Hacker News new | ask | show | jobs
by brentjanderson 925 days ago
OP Here - that's great feedback! Our hope is to build confidence in both the reliability of our product _and_ the consistency of the workloads. Of course, presenting the illusion of consistency while being flaky is far worse than managing customer expectations and taking intentional downtime to, in the long run, have better uptime.

Indeed, having periodic maintenance windows expected up-front probably leads to more robust architectures overall: customers building in the failsafes they need to tolerate downtime leads to more resilience. Teams that can trust their customers in that way can, in turn, take the time they need to make the investments they need to build a better product.
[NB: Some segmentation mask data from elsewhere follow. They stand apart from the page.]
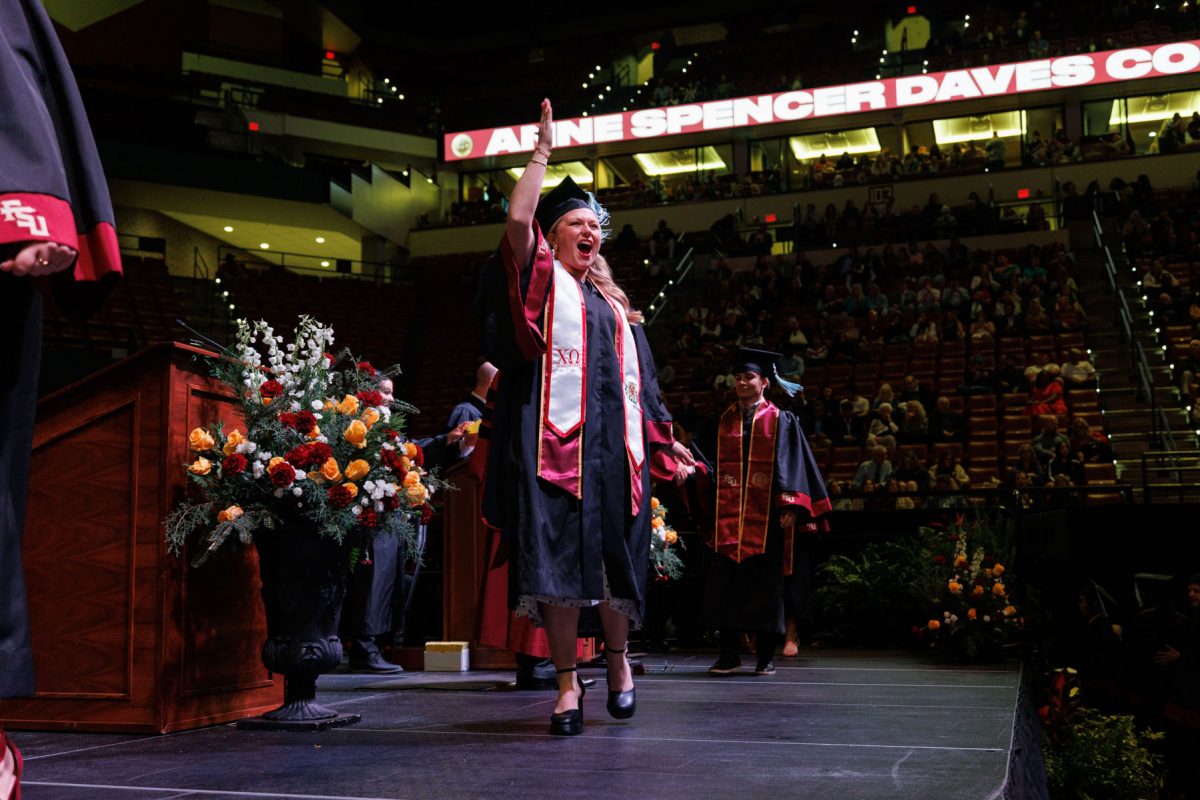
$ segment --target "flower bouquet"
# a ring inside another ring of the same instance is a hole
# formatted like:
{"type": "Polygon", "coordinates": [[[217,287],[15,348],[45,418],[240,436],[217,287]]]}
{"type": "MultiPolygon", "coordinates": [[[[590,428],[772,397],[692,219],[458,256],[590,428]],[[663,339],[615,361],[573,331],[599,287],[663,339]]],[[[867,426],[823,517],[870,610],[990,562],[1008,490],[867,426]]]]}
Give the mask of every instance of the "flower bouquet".
{"type": "Polygon", "coordinates": [[[196,538],[199,564],[287,521],[339,543],[352,531],[397,535],[415,554],[414,520],[428,520],[443,484],[379,391],[388,376],[349,351],[331,354],[333,330],[309,317],[286,346],[266,322],[237,326],[233,351],[213,359],[212,372],[239,398],[245,428],[218,422],[189,434],[186,469],[199,497],[167,516],[171,550],[196,538]]]}
{"type": "Polygon", "coordinates": [[[669,581],[683,574],[683,560],[675,545],[683,547],[679,534],[667,524],[667,507],[650,498],[650,567],[655,580],[669,581]]]}
{"type": "Polygon", "coordinates": [[[931,542],[935,612],[916,632],[931,645],[960,659],[996,657],[1015,641],[1024,626],[998,559],[994,532],[984,521],[964,524],[962,515],[938,534],[923,530],[931,542]]]}
{"type": "Polygon", "coordinates": [[[239,727],[358,721],[316,702],[317,676],[342,660],[348,573],[374,536],[399,536],[415,556],[414,522],[428,519],[442,485],[404,439],[388,374],[349,351],[331,354],[332,345],[333,331],[310,317],[286,346],[266,322],[238,321],[236,344],[212,372],[239,400],[244,429],[213,423],[189,434],[194,456],[181,468],[198,491],[164,523],[173,552],[196,540],[194,564],[239,544],[258,553],[262,660],[287,680],[282,706],[239,727]]]}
Perhaps this will be the blog post we write after our next major version upgrade: expectation setting around downtime _is_ the way to very high uptime.

2 comments

Google famously turn off a critical internal service for a minute our so, because they had promised 99.999% (or something like that) of uptime, but hadn't actually gone down in a few years.

In order to make sure that (internal) consumers of that service could handle the downtime, they introduced some artificially.
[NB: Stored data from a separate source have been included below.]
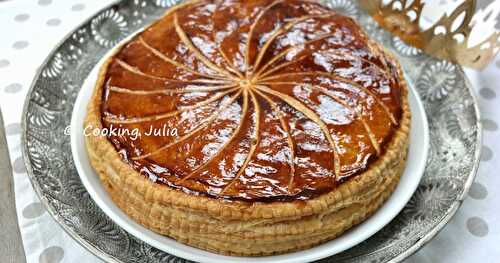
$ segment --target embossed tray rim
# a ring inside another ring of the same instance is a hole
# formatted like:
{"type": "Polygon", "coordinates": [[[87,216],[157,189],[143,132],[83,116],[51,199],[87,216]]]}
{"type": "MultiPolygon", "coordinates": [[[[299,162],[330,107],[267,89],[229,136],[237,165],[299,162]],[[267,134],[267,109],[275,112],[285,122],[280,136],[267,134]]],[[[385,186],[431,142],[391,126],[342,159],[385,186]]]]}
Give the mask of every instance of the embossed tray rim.
{"type": "MultiPolygon", "coordinates": [[[[95,13],[90,15],[88,18],[83,20],[80,24],[78,24],[74,30],[66,34],[57,44],[54,46],[54,48],[48,53],[47,57],[44,59],[42,64],[37,68],[35,75],[33,77],[33,80],[31,82],[30,88],[27,93],[27,97],[24,102],[23,106],[23,113],[22,113],[22,121],[21,121],[21,128],[22,128],[22,134],[21,134],[21,142],[22,142],[22,156],[26,165],[26,170],[28,177],[30,179],[30,182],[33,186],[33,189],[37,196],[39,197],[41,203],[45,206],[45,209],[48,211],[49,215],[55,219],[55,221],[62,227],[62,229],[68,233],[70,237],[72,237],[75,241],[77,241],[82,247],[84,247],[87,251],[91,252],[95,256],[99,257],[100,259],[106,261],[106,262],[116,262],[116,263],[121,263],[123,261],[115,258],[114,256],[105,253],[98,249],[95,244],[92,244],[85,240],[82,236],[80,236],[76,231],[71,229],[66,223],[64,222],[64,218],[61,217],[59,214],[57,214],[56,210],[54,207],[52,207],[46,196],[42,193],[42,189],[37,186],[37,182],[35,181],[36,175],[33,173],[33,166],[29,162],[29,153],[28,153],[28,145],[27,145],[27,135],[28,135],[28,130],[27,130],[27,113],[28,113],[28,106],[30,102],[30,97],[29,95],[33,93],[35,87],[36,87],[36,81],[40,78],[42,69],[45,65],[48,64],[50,59],[54,56],[54,54],[57,52],[57,50],[62,46],[63,43],[65,43],[71,36],[72,34],[75,33],[75,31],[79,28],[82,28],[85,26],[87,23],[92,21],[98,14],[104,12],[105,10],[111,9],[113,6],[123,2],[123,0],[114,0],[111,3],[109,3],[107,6],[98,9],[95,13]]],[[[461,71],[463,73],[463,69],[461,66],[457,65],[457,70],[461,71]]],[[[474,109],[474,115],[476,117],[476,122],[474,125],[477,127],[477,133],[475,136],[475,141],[476,141],[476,149],[474,151],[474,160],[473,160],[473,165],[471,167],[470,172],[466,175],[466,181],[463,186],[463,191],[461,195],[453,200],[453,203],[451,207],[448,209],[448,213],[446,216],[441,218],[441,220],[430,230],[425,233],[422,238],[420,238],[417,242],[413,243],[410,248],[406,249],[402,253],[396,255],[395,257],[391,258],[388,262],[391,263],[397,263],[397,262],[402,262],[404,259],[408,258],[412,254],[416,253],[419,249],[421,249],[425,244],[427,244],[432,238],[434,238],[443,228],[444,226],[453,218],[453,216],[456,214],[457,210],[460,208],[462,205],[463,201],[465,200],[465,197],[474,182],[474,179],[477,174],[477,170],[479,167],[480,163],[480,156],[481,156],[481,145],[483,141],[483,136],[482,136],[482,123],[481,123],[481,113],[479,109],[479,104],[478,104],[478,99],[477,96],[474,92],[474,89],[470,83],[470,80],[465,76],[465,88],[467,89],[468,93],[471,96],[472,99],[472,104],[473,104],[473,109],[474,109]]]]}
{"type": "Polygon", "coordinates": [[[87,251],[89,251],[90,253],[92,253],[94,256],[104,260],[105,262],[113,262],[113,263],[122,263],[121,260],[118,260],[116,259],[115,257],[107,254],[107,253],[103,253],[102,251],[100,251],[99,249],[97,249],[93,244],[87,242],[85,239],[83,239],[78,233],[76,233],[75,231],[73,231],[73,229],[71,229],[70,227],[68,227],[65,223],[64,223],[64,218],[62,218],[61,216],[59,216],[59,214],[56,213],[56,210],[54,209],[54,207],[52,207],[51,205],[49,205],[49,202],[47,200],[47,197],[45,197],[45,195],[42,193],[42,189],[36,187],[36,183],[34,181],[34,177],[35,175],[33,174],[33,167],[31,165],[31,163],[29,161],[26,161],[26,160],[29,160],[28,158],[28,144],[26,143],[27,141],[27,128],[26,128],[26,118],[27,118],[27,113],[28,113],[28,106],[29,106],[29,94],[31,94],[33,92],[33,90],[35,89],[36,87],[36,81],[37,79],[40,78],[41,74],[42,74],[42,69],[43,69],[43,66],[44,65],[47,65],[47,63],[50,61],[50,59],[54,56],[54,54],[57,52],[57,50],[62,46],[62,44],[64,44],[64,42],[71,37],[71,35],[75,32],[75,30],[77,30],[78,28],[81,28],[83,26],[85,26],[87,23],[89,23],[90,21],[92,21],[92,19],[97,15],[97,14],[100,14],[102,12],[104,12],[105,10],[108,10],[109,8],[113,7],[114,5],[117,5],[118,3],[120,3],[122,0],[114,0],[112,1],[111,3],[109,3],[108,5],[98,9],[95,13],[93,13],[92,15],[90,15],[88,18],[86,18],[85,20],[83,20],[81,23],[79,23],[75,29],[71,30],[70,32],[68,32],[63,38],[61,38],[61,40],[59,40],[57,42],[57,44],[54,45],[54,48],[49,52],[49,54],[47,55],[47,57],[43,60],[42,64],[40,64],[40,66],[36,69],[36,72],[35,72],[35,76],[33,77],[33,80],[31,81],[31,85],[30,85],[30,88],[28,90],[28,93],[26,95],[26,99],[25,99],[25,102],[24,102],[24,105],[23,105],[23,113],[22,113],[22,121],[21,121],[21,130],[22,130],[22,133],[21,133],[21,142],[23,144],[23,147],[22,147],[22,156],[23,156],[23,160],[24,160],[24,164],[26,165],[26,171],[28,173],[28,177],[30,179],[30,182],[31,182],[31,185],[33,187],[33,190],[35,191],[36,195],[38,196],[38,198],[40,199],[40,202],[43,204],[43,206],[45,207],[45,210],[47,210],[47,212],[49,213],[49,215],[54,218],[54,220],[59,224],[59,226],[71,237],[73,238],[73,240],[75,240],[78,244],[80,244],[82,247],[84,247],[87,251]]]}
Never saw this communicated by Google, but Netflix is the company I have in mind for doing that: https://github.com/Netflix/chaosmonkey
I think it was Chubby they did that with.
Thanks for giving the source!

In my defense, by being so vague, I can't accidentally reveal company secrets. (I used to work as an SRE for Google Photos for a while.)

Yeah I’d be a lot more confident about this if you talked some about consistency vs. availability and the details of your workload that made you want to choose this trade off.

I have potentially a weird experience path here — worked with Galera a bunch early on because when we asked customers if they wanted HA they said “yes absolutely” so we sunk a ton of time into absolutely never ever going down.

When we finally presented the trade off space (basically that 10 minute downtime windows occasionally could basically guarantee that we wouldn’t have data loss) we ended up building a very different product.